His inmate file includes a report from the FBI detailing his many run-ins with the law, which ranged from liquor violations; to armed robbery; to drunk driving, not only in Oregon but northern and southern California, Nevada, and Arizona as well. He also entered into a bigamous marriage in Nevada after his release from the Oregon State Penitentiary.
Short was sentenced in Jackson County to two, three-year sentences to run concurrently. At the time of his arrest, he assaulted the arresting officers with a loaded gun. The District Attorney noted that his wife had filed for divorce and that Short did “not furnish shelter, food or clothing for her at any time.” He also added that Short‘s “prior reputation has been bad, he being of a vicious nature.”
In February of 1926 William Short was one of seven inmates wounded in a riot at the penitentiary.
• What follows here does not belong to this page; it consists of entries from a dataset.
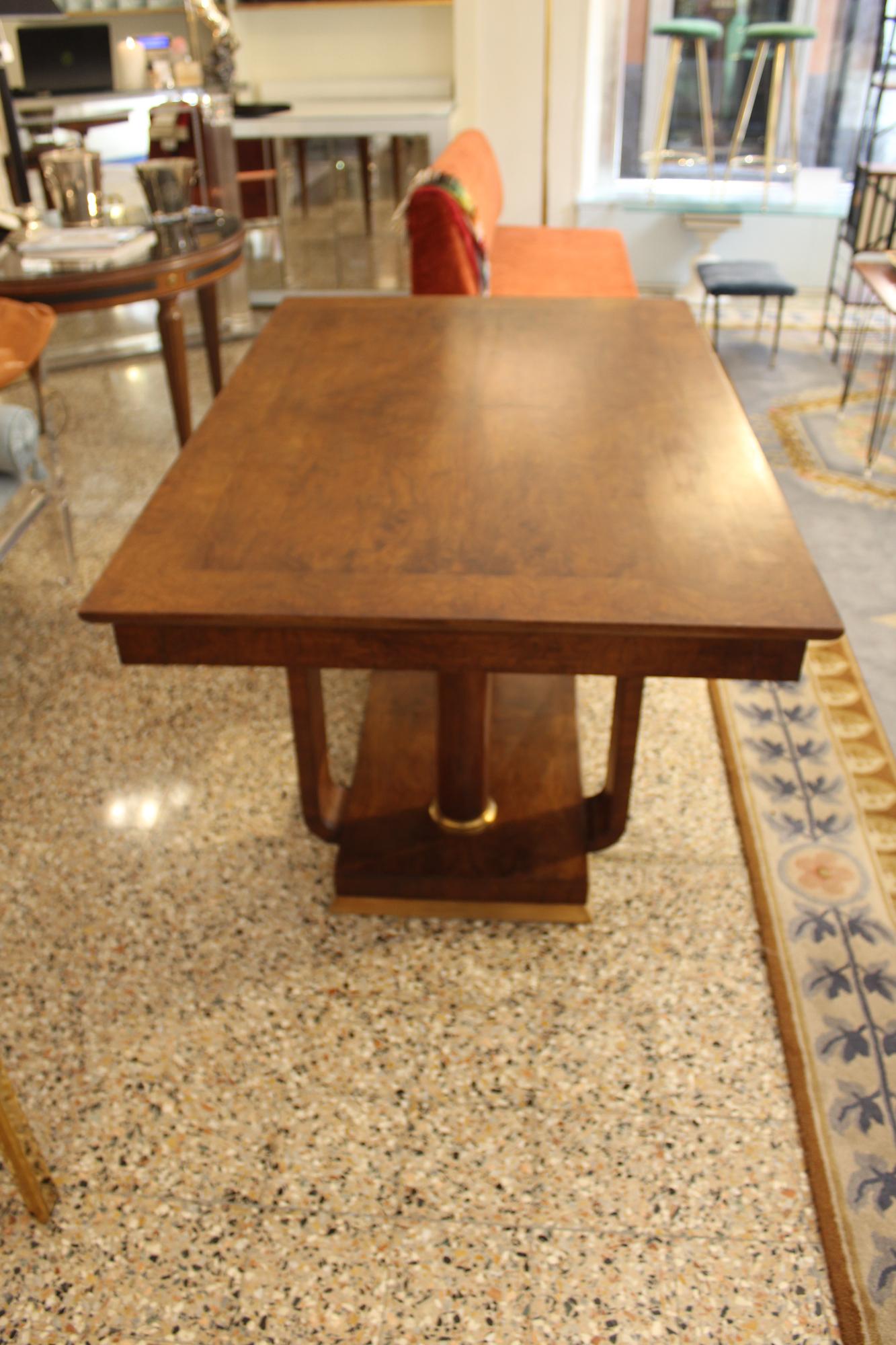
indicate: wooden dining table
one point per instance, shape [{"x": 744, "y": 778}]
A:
[{"x": 475, "y": 500}]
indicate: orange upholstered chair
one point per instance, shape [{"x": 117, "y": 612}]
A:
[{"x": 551, "y": 263}]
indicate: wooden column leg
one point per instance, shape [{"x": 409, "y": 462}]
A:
[
  {"x": 364, "y": 155},
  {"x": 209, "y": 310},
  {"x": 463, "y": 802},
  {"x": 303, "y": 174},
  {"x": 322, "y": 801},
  {"x": 608, "y": 812},
  {"x": 37, "y": 379},
  {"x": 175, "y": 354},
  {"x": 24, "y": 1156}
]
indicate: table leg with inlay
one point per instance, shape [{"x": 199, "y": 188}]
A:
[{"x": 175, "y": 356}]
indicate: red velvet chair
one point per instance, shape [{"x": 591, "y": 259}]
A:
[{"x": 537, "y": 262}]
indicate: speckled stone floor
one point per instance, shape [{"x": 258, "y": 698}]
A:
[{"x": 270, "y": 1124}]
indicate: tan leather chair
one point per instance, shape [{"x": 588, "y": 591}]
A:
[
  {"x": 25, "y": 332},
  {"x": 21, "y": 1151}
]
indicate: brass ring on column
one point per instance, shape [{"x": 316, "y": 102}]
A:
[{"x": 469, "y": 829}]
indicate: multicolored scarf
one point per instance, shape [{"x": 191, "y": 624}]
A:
[{"x": 466, "y": 212}]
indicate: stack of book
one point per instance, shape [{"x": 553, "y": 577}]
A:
[{"x": 91, "y": 249}]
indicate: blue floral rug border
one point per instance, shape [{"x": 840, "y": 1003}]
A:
[{"x": 814, "y": 787}]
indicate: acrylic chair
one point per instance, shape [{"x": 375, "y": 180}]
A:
[
  {"x": 700, "y": 32},
  {"x": 24, "y": 1156},
  {"x": 783, "y": 38},
  {"x": 25, "y": 332}
]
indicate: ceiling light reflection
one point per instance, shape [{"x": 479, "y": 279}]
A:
[{"x": 149, "y": 813}]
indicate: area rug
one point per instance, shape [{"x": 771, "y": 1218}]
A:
[
  {"x": 814, "y": 787},
  {"x": 829, "y": 447}
]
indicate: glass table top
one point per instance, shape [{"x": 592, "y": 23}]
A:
[{"x": 175, "y": 239}]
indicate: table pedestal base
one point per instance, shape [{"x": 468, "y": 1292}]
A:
[{"x": 529, "y": 864}]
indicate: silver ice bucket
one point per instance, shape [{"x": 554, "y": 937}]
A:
[
  {"x": 75, "y": 185},
  {"x": 167, "y": 184}
]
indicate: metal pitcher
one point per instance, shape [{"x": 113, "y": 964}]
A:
[
  {"x": 167, "y": 184},
  {"x": 75, "y": 185}
]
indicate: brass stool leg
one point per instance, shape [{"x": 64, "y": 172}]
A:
[
  {"x": 747, "y": 106},
  {"x": 774, "y": 114},
  {"x": 780, "y": 314},
  {"x": 705, "y": 107},
  {"x": 21, "y": 1151},
  {"x": 759, "y": 317},
  {"x": 661, "y": 139},
  {"x": 716, "y": 325},
  {"x": 794, "y": 116}
]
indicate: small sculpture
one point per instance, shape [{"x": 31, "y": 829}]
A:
[{"x": 218, "y": 65}]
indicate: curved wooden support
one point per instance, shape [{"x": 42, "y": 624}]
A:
[
  {"x": 607, "y": 813},
  {"x": 21, "y": 1151},
  {"x": 322, "y": 801}
]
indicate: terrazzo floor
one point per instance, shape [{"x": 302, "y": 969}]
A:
[{"x": 270, "y": 1124}]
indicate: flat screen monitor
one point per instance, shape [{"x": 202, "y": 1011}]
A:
[{"x": 58, "y": 59}]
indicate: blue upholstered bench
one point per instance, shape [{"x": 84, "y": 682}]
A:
[{"x": 754, "y": 279}]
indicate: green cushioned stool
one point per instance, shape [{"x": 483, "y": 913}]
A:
[
  {"x": 783, "y": 37},
  {"x": 700, "y": 32}
]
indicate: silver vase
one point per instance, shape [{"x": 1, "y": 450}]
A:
[
  {"x": 167, "y": 184},
  {"x": 75, "y": 185}
]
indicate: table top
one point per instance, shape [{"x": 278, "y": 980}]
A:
[
  {"x": 345, "y": 116},
  {"x": 447, "y": 466},
  {"x": 175, "y": 243},
  {"x": 182, "y": 259},
  {"x": 880, "y": 278}
]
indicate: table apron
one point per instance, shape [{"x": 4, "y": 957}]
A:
[
  {"x": 108, "y": 294},
  {"x": 494, "y": 652}
]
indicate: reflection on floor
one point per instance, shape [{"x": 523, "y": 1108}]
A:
[
  {"x": 271, "y": 1125},
  {"x": 848, "y": 520}
]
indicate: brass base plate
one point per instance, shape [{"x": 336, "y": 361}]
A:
[
  {"x": 529, "y": 864},
  {"x": 411, "y": 910}
]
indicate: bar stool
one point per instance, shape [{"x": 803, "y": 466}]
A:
[
  {"x": 784, "y": 38},
  {"x": 700, "y": 32},
  {"x": 25, "y": 332}
]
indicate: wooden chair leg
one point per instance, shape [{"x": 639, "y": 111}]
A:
[
  {"x": 747, "y": 106},
  {"x": 774, "y": 115},
  {"x": 24, "y": 1156}
]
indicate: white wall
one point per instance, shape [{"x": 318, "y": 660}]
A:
[
  {"x": 499, "y": 87},
  {"x": 343, "y": 42},
  {"x": 662, "y": 249}
]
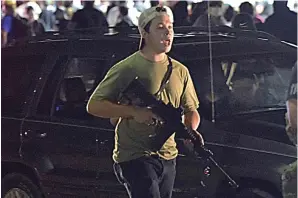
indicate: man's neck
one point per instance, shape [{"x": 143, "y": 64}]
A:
[{"x": 151, "y": 55}]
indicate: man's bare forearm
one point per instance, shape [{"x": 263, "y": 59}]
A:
[
  {"x": 292, "y": 112},
  {"x": 192, "y": 120},
  {"x": 107, "y": 109}
]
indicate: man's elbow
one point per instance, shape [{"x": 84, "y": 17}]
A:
[
  {"x": 192, "y": 119},
  {"x": 94, "y": 107}
]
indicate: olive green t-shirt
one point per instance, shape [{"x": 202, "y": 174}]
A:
[{"x": 131, "y": 137}]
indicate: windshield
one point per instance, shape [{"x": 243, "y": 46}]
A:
[{"x": 242, "y": 83}]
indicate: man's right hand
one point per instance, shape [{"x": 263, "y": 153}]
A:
[{"x": 145, "y": 116}]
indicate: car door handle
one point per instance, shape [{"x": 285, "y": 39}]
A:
[
  {"x": 32, "y": 134},
  {"x": 104, "y": 142}
]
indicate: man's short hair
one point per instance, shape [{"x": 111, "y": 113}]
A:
[
  {"x": 146, "y": 28},
  {"x": 246, "y": 7}
]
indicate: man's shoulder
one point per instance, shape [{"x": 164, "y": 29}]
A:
[
  {"x": 178, "y": 65},
  {"x": 126, "y": 62}
]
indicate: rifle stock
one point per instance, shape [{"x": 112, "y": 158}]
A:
[{"x": 136, "y": 94}]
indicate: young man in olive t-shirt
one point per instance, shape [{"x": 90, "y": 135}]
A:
[{"x": 144, "y": 172}]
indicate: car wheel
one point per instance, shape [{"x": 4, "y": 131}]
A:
[
  {"x": 16, "y": 185},
  {"x": 255, "y": 193}
]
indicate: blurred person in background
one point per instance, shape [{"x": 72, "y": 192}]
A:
[
  {"x": 35, "y": 27},
  {"x": 7, "y": 34},
  {"x": 124, "y": 19},
  {"x": 198, "y": 9},
  {"x": 12, "y": 27},
  {"x": 248, "y": 8},
  {"x": 47, "y": 17},
  {"x": 215, "y": 10},
  {"x": 88, "y": 17},
  {"x": 282, "y": 23},
  {"x": 114, "y": 13},
  {"x": 289, "y": 177},
  {"x": 229, "y": 15},
  {"x": 113, "y": 16},
  {"x": 180, "y": 12}
]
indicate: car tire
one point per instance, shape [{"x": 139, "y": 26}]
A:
[{"x": 15, "y": 185}]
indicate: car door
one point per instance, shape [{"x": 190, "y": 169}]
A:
[{"x": 69, "y": 145}]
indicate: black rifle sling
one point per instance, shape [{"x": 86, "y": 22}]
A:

The prisoners began their protest in the dining hall, and guards were brought in to bring the situation under control. In a February 17 article in The Oregonian about the incident, it was stated that most of the wounded prisoners would be released within ten days. However, he was punished for his role by being “dressed in stripes and transferred to the prison ‘bull pen.’”
Short was discharged in October of 1927, and the FBI report indicates that he died in Berkeley, California in April of 1955, with a consistent pattern of law breaking throughout his adult life.